By the time he returned to his office that evening, the building was quieter, stripped of its daytime chaos. The lights dimmed automatically as he moved down the corridor, his footsteps echoing faintly.

He loosened his cufflinks and tossed them onto his desk with a muted clink.

Ray moved to his desk, eyes catching on the thin stack of papers he'd told her to leave behind. The eviction notice sat there, plain and unremarkable. He hadn't meant to keep it. Hadn't meant to look at it at all. Yet here it was.

He picked it up, scanning the details with practiced efficiency—unit number, dates, outstanding balance. Nothing unusual. Nothing he hadn't seen a hundred times before. The tenant's name. The address. The balance due. Everything perfectly legal. Perfectly routine.

And yet.

His jaw tightened. The woman from earlier—Suzie. He knew her name now.

She hadn't begged.

Hadn't cried.

Hadn't tried to manipulate him with tears or dramatics.

She'd just stood there, stubborn and tense, like someone bracing for impact.

Ray leaned back in his chair, eyes drifting to the window as the city stretched endlessly below. This was exactly the kind of situation that blurred the line between business and personal—something he wasn't supposed to get involved in. Personal stories blurred judgment. His father had made that clear more than once.

We run a business, not a charity.

Still, his fingers tapped once against the desk.

He turned to his computer, pulling up the property file.
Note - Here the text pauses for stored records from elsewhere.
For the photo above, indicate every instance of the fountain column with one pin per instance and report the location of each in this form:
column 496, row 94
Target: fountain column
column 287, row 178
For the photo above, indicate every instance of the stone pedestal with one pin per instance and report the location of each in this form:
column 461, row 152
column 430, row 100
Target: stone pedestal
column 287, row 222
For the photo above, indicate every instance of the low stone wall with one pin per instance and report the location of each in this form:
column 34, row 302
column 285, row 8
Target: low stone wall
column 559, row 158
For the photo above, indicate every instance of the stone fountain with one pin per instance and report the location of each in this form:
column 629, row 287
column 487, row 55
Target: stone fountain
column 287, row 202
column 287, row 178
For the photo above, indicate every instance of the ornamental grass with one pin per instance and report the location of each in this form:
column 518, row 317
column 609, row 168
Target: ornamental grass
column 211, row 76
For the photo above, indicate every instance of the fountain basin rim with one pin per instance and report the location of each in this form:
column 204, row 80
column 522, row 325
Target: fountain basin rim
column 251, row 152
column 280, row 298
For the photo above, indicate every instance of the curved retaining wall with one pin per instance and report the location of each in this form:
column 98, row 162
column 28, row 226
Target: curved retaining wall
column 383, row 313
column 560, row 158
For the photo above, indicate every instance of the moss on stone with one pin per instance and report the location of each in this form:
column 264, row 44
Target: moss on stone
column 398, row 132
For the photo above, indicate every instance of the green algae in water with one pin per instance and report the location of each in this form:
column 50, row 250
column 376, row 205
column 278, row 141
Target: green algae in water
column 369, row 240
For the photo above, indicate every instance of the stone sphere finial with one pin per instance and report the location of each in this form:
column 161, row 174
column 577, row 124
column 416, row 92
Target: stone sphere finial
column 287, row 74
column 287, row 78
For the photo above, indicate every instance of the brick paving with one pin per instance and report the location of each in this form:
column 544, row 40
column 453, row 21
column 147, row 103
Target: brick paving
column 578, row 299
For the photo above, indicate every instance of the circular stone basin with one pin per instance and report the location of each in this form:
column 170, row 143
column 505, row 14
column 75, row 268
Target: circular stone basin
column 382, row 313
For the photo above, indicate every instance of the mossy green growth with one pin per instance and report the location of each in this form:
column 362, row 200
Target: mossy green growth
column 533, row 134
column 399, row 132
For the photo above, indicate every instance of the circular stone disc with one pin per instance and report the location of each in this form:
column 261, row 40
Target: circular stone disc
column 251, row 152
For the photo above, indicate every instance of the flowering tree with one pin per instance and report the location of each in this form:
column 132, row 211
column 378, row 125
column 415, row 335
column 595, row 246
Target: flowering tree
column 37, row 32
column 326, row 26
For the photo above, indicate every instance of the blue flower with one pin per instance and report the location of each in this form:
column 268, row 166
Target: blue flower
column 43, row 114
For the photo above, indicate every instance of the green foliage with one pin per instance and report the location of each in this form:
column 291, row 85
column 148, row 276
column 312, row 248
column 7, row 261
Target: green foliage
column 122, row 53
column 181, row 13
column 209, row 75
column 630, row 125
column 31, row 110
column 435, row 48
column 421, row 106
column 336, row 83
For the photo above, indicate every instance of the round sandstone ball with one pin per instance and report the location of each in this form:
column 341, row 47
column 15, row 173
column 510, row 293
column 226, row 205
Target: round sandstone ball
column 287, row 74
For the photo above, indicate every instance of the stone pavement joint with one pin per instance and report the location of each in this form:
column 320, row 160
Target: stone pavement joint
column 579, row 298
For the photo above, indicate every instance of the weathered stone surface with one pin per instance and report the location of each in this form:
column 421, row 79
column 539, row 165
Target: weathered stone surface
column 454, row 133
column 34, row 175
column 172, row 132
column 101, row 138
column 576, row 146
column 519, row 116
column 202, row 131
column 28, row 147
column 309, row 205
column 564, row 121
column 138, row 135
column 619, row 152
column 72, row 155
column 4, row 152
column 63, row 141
The building was older than most in the portfolio, one of the earlier acquisitions his father had approved years ago. Maintenance deferred, tenant complaints quietly buried under paperwork. The eviction policy was airtight. Legal. Clean.

Ray leaned back in his chair, eyes narrowing slightly. His father expected him to glance over these cases without a second thought. Numbers mattered. Stories didn't.

You want to run this company? Then think like it.

Ray exhaled slowly, closing the file and setting the notice aside. His fingers tapped once on the desk. There were solutions. Legal ones. Strategic ones. And then… alternatives.

He reached for his phone, thumb hovering over the screen. Whatever happened next wouldn't be routine. It would be deliberate.